Chances are that you’re using the email and calendar apps that came with your iPhone or Android phone. They’re fine. No shame there. But you’re missing an app from Microsoft that does a better job. It’s named Outlook, because Microsoft cannot resist using the same names over and over and over to describe completely different things. Don’t focus on that. The Outlook app for iOS and Android is not a reduced version of the Outlook desktop program in the Office suite, and it’s not a phone-sized version of Outlook on the Web. (Which is, believe it or not, the latest name for the webmail client previously known as Outlook Web App, and before that named Outlook Web Access. But I digress.)
Microsoft Outlook for iOS and Microsoft Outlook for Android are free apps for managing email, calendars, and contacts.

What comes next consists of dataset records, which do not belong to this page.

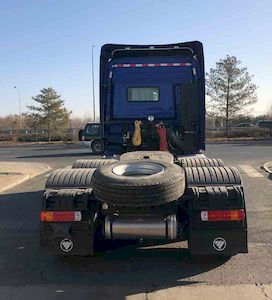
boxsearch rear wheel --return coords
[45,168,96,189]
[91,140,104,154]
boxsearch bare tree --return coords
[206,55,257,135]
[28,88,71,141]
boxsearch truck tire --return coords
[92,160,185,207]
[72,158,118,169]
[45,169,95,189]
[91,140,104,154]
[120,151,174,163]
[185,167,242,187]
[179,158,225,168]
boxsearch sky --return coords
[0,0,272,117]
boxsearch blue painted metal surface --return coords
[100,41,205,154]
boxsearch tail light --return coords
[201,209,245,222]
[40,211,82,222]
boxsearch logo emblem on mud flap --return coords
[213,237,227,251]
[60,239,74,252]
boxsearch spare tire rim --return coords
[112,162,164,177]
[93,142,102,152]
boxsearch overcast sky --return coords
[0,0,272,116]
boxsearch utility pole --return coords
[92,45,95,123]
[14,86,22,129]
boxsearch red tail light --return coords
[201,209,245,222]
[40,211,82,222]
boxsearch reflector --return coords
[201,209,245,222]
[40,211,82,222]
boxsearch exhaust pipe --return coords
[105,215,177,240]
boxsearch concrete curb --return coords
[262,161,272,174]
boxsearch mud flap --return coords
[189,229,248,256]
[40,189,99,256]
[40,223,95,256]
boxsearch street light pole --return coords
[92,45,95,123]
[14,86,22,129]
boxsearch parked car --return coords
[256,120,272,128]
[78,123,104,154]
[234,123,254,128]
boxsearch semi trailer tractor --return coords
[40,41,248,257]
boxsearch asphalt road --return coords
[0,142,272,300]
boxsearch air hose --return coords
[156,124,168,151]
[132,120,142,146]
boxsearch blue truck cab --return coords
[40,42,248,259]
[100,41,205,154]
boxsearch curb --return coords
[0,174,29,193]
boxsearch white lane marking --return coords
[238,165,264,177]
[44,172,52,178]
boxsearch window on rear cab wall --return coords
[127,87,160,102]
[85,125,100,136]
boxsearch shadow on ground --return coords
[0,191,227,299]
[16,149,97,159]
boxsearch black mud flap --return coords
[40,189,99,256]
[187,185,248,256]
[189,229,248,256]
[40,223,94,256]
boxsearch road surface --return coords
[0,142,272,300]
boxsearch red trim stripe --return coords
[112,63,192,68]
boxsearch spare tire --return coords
[92,160,185,207]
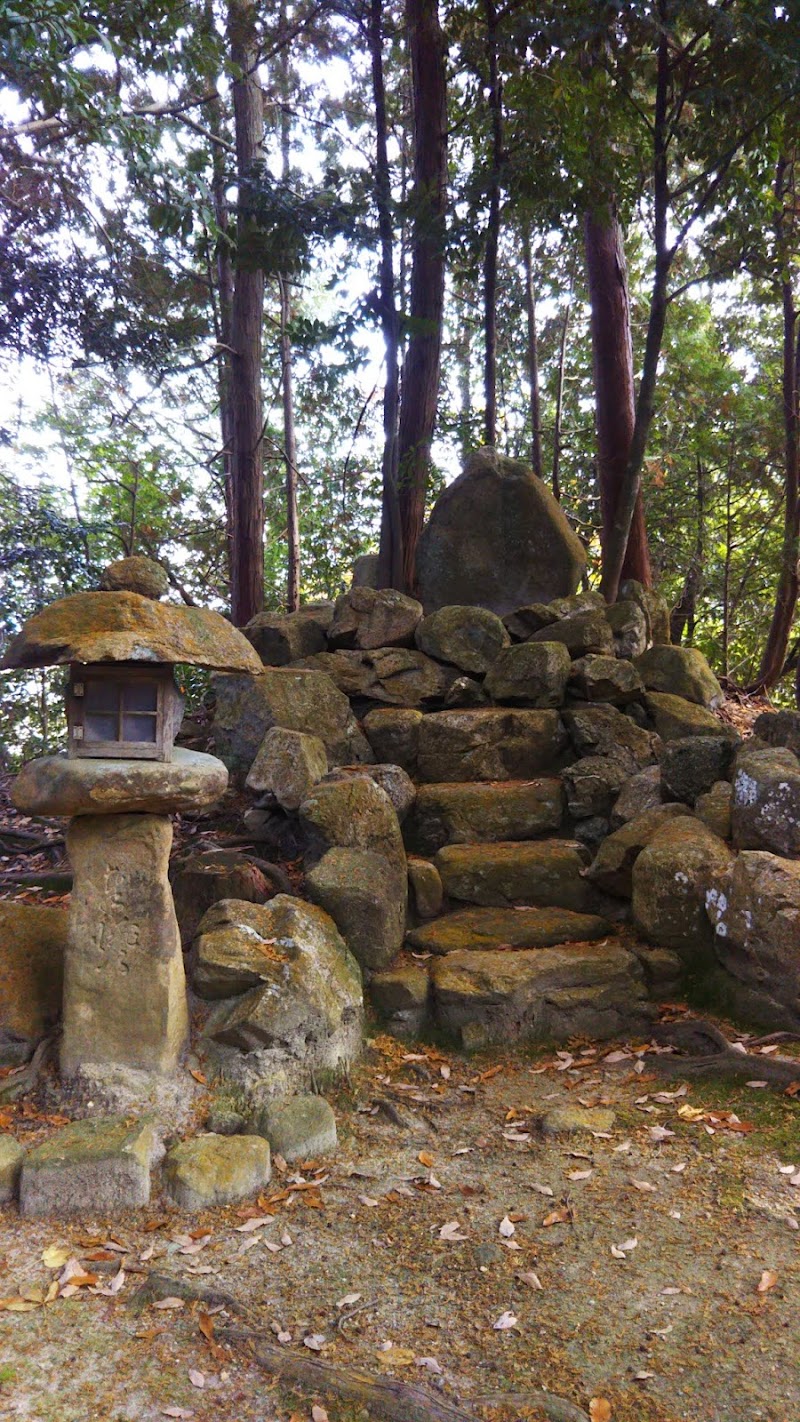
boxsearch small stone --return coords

Instead of separate apps, all three functions are combined in the same app, with buttons at the bottom to switch from one to another. Outlook does not replace your existing apps and can work quite comfortably alongside them. It has built-in support for Office 365 but also does a fine job connecting to Outlook.com, Exchange, Yahoo Mail, iCloud, Gmail, and IMAP accounts. It can be linked to OneDrive, Dropbox, Box, and Google Drive for seamless handling of email attachments.

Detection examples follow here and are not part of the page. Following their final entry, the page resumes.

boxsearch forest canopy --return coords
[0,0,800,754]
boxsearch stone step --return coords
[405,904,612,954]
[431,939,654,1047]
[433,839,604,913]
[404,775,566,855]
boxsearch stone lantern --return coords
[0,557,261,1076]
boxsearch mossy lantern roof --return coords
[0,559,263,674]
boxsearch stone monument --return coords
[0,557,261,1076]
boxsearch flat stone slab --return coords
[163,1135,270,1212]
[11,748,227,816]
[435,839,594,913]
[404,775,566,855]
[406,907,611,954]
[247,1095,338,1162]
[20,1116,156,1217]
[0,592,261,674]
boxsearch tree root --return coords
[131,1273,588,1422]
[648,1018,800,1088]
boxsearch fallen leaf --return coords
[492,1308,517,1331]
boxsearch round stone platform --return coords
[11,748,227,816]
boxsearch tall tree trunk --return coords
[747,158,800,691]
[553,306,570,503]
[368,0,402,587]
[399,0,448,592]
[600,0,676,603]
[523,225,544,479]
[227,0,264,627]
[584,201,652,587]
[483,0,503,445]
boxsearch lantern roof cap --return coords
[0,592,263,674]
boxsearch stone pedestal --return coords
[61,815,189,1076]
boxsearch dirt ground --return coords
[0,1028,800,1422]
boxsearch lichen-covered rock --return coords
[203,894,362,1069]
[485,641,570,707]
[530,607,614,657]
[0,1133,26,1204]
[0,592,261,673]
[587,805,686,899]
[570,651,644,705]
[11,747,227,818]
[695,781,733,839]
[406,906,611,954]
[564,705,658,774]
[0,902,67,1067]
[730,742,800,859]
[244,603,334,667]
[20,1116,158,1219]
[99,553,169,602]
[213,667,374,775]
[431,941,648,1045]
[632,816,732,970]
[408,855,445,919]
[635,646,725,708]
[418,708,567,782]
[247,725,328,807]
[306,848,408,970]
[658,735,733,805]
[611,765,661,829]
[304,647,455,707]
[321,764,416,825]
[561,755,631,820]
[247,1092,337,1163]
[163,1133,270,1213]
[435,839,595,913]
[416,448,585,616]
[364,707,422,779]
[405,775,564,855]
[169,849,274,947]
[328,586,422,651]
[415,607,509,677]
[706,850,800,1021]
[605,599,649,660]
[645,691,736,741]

You can set the default actions for swiping a message left or right out of your Inbox: archive the message, mark it as read and archive, schedule an appointment, flag it, or more. I set the default to “Delete” both ways, which says something about the quality of my email traffic.
The calendar part of the Outlook app has largely been imported from Sunrise, a longtime favorite iOS calendar app acquired by Microsoft last year. The Sunrise team was tasked with improving the overall look of the Outlook app and the calendar in particular has been tweaked in many ways to make navigation easy and intuitive. Sunrise continues to exist as a separate app for a while longer but Microsoft intends to discontinue it now that the Outlook app has all of its functionality. If you tried the Outlook app last year, take another look – it’s far better than it was when it was introduced a year ago.
Microsoft has made special efforts to create the best email and calendar app on iOS. Force touch commands were added a couple of weeks ago for iPhone 6s and 6s Plus, allowing you to go directly to the calendar and bypass the email screen, or create a new event or email without opening the app. It is designed to add additional onscreen controls on the larger iPad screen and even scales up to take full advantage of the even larger screen on the iPad Pro, something that very few apps do yet. Heck, the Outlook app on iOS even has full support for the Apple Watch.
I haven’t used the Outlook app for Android. It got a nice visual overhaul late last year but it is still waiting for a big update to add many of the Sunrise features and swat some bugs. Expect that update soon.
Give Outlook a try if you think it might improve your experience with email and calendaring on your phone. You have nothing to lose, and who knows? Maybe you’ll give it one of the honored spots at the bottom of the iPhone screen.
Have you found anymore regarding the iPhone calendar and turning it off or “removing” it so that the Outlook iOS app is in control of email and calendar synced with a corporate Exchange server?
I’m not aware of anything that has changed. I’ve got the Office 365 calendar syncing both with the iPhone natively and with the Outlook app. (And I turned off Apple’s iCloud calendar sync.) So entries wind up in both places when they’re synced. That’s the closest approach I’m aware of.
It appears that if I click hold an emailed date to put a meeting on the calendar even Outlook goes to the is calendar rather than it’s own default. How is this fixed?
Good question! There might not be any way to set another app as the default for calendaring on an iPhone. Everything I could find this morning says it can’t be done.
If you’re using an account that syncs online – Exchange/Office 365, Outlook.com, Gmail – then it’s okay, because the calendars stay in sync. Otherwise, it appears Apple will always bring up its calendar app. Hmm . . . did not know that!